Monitoring server resources on Laravel Forge with Netdata

Having some insight into what’s happening with your server’s resources is pretty vital. If you notice things are running slowly or if there’s a reoccurring issue with your server, having some visibility into resource usage and what processes are up to can be the difference between an easy fix and and a 12 hour head scratch. Netdata is a fantastic tool that gives you exactly that pair of x-ray goggles. Here’s a quick demo of the kind of stats you’ll get access to:

Overview stats for a quick view of resource usage

Detailed charting for particular services

Helpfully, getting Netdata up and running on Laravel Forge is pretty straightforward, although the docs can be a little overwhelming.
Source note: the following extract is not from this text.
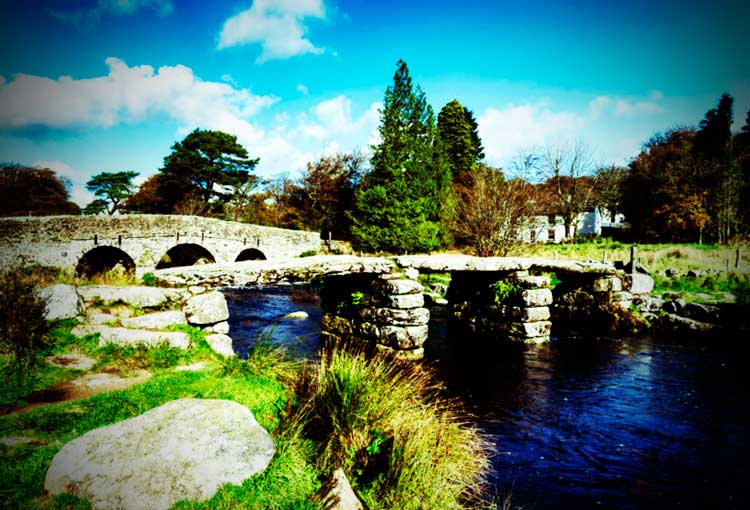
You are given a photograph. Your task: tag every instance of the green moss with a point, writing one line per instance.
(291, 478)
1. SSH into your Forge Server
2. Run the one line installation script:
   bash <(curl -Ss https://my-netdata.io/kickstart.sh)
The script prompts you a few time to agree to using a bit of disk space etc. Agree to these.
3. You should see a success message
4. Profit?!

That’s everything in terms of installation. However, you’ll notice that if you try and access Netdata, which is done by appending a port 19999 to your domain (such as domain.com:19999), you’ll notice that this will not work. This is because Forge will only open three ports by default, 22 for SSH, 80 for HTTP and 443 for HTTPS. This basic layer of firewall security is great but it is blocking us from accessing Netdata. The good news is that Forge lets you add Firewall rules, including only allowing access to a given port from a given IP address. This is particularly neat as it means you can whitelist your IP(s) and be sure that no one else can access your Netdata… data.

Let’s open up 19999:

1. Within the Forge control panel, navigate to the particular service where Netdata has been installed
2. Choose Network from the left-hand navigation
3. Under New Firewall Rule, name the rule whatever you’d like, add port 19999 and then add your IP address to From IP Address (Optional) as below.

4. Click Add Rule.

5. Visit http://domain.com:19999 and you should see your dashboard. One note, without a little more configuration, you will only be able to access via HTTP and not HTTPS.

Serving over HTTPS

The issue we have now is that Forge is serving HTTPS only over a specific port and our Netdata request does not match this, thus being refused. To remedy this, we need to alter our Nginx config.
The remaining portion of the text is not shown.